On Teacher’s Day, Indians and young Indians in particular would do well to seek inspiration from former Reserve Bank of India (RBI) governor—he demitted his office on Sunday—and my teacher Raghuram Rajan. Rajan inspires as a teacher for both his professional and personal qualities.
As someone who has gained respect all over the world for his thought leadership, Rajan is worth emulating as a professional. Since time immemorial, thought leaders—be it Patanjali, Aryabhatta and Kautilya at home or Aristotle, Plato, Newton and Einstein abroad—have been admired long after their bones have been interred. After all, ideas that transform our thinking live a much longer life than any individual can hope for.
As a top-ranking student from the Indian Institute of Technology (IIT) and Indian Institute of Management (IIM), Rajan could have followed scores of others in pursuing a corporate career. However, he chose to pursue a PhD. Even now, he insists that academics—the world of ideas chiselled with rigourous thinking—remains his main job and policy work an outgrowth of the same. It is this passion for the pursuit of ideas that is worth emulating.
Professionally, another quality that young students must learn is Rajan’s drive to contribute to one’s nation. Many graduates from the IITs and IIMs in his generation settled in the US in search of greener pastures. Most forgot that the taxpayer of this country had paid a substantial amount for the subsidized education in the IITs and IIMs.
While most people only know about Rajan’s visible contributions in policy-making during his roles as the chief economic adviser and RBI governor, he has contributed to India since the early 2000s.
For instance, he was involved with the setting up of the Indian School of Business (ISB) in 2001. In particular, the Centre for Analytical Finance, which inter alia organizes one of the most well-recognized academic conferences in finance all over the world, was his brainchild.

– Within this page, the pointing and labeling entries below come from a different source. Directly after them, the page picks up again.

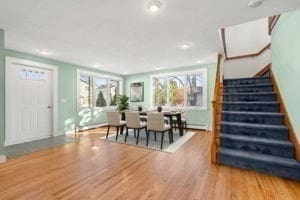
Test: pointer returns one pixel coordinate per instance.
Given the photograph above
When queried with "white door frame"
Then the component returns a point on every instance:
(10, 61)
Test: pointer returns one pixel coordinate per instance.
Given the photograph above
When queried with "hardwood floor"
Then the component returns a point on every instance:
(97, 169)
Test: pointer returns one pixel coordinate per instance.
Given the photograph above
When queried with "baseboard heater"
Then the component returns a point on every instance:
(197, 126)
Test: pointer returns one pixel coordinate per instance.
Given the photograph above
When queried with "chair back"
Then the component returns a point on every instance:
(113, 118)
(133, 119)
(155, 121)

For those who cynically opine that one would grab the opportunity to become the chief economic adviser or the RBI governor, it is worth remembering that his efforts involving the ISB did not bring him newspaper headlines.
Taken together with his five-year stint in public policy, Rajan leaves a legacy that would provide inner satisfaction to the staunchest patriot. Youth who plan to pursue higher studies in the US and Europe would be well-served to remember his example of giving back to one’s nation. India needs its talented youth to contribute to its development.
Rajan inspires through several of his personal qualities as well. One particular quality stands out—how grounded he has remained amidst unparalleled success. There is a culture in India that can be best described as looking up to one’s superiors and kicking down at one’s subordinates. In contrast, whether it was saluting back the cop who saluted him for being the RBI governor or sitting among everyone else at the Wankhede Stadium to watch Sachin Tendulkar’s last innings, Rajan remains consciously grounded.
I am reminded of an instance during my PhD days when I set up an appointment to meet him. As I walked towards the business school building, I heard Rajan running and calling me from a few yards behind. He was running just a couple of minutes late and so was running and calling my name to catch up with me. Here I was—a second-year PhD student and he the celebrated professor at one of the world’s most reputed universities who had recently won the equivalent of the Fields Medal in mathematics—the Fischer Black Prize. Yet, for him, none of that mattered. Nor is he the kind to belittle an individual because he is an office boy, or be in awe of someone because he is a Nobel Prize winner.
A teacher is someone who teaches not only through his ideas but also through examples. I have been privileged to learn from his ideas and by observing him even before he was a celebrity. Now, a lot of us have had the opportunity to observe him in public office. We would do well to learn from the teacher who happened to be the RBI governor.
Krishnamurthy Subramanian is associate professor of finance at the Indian School of Business and a board member at Bandhan Bank and the National Institute of Bank Management.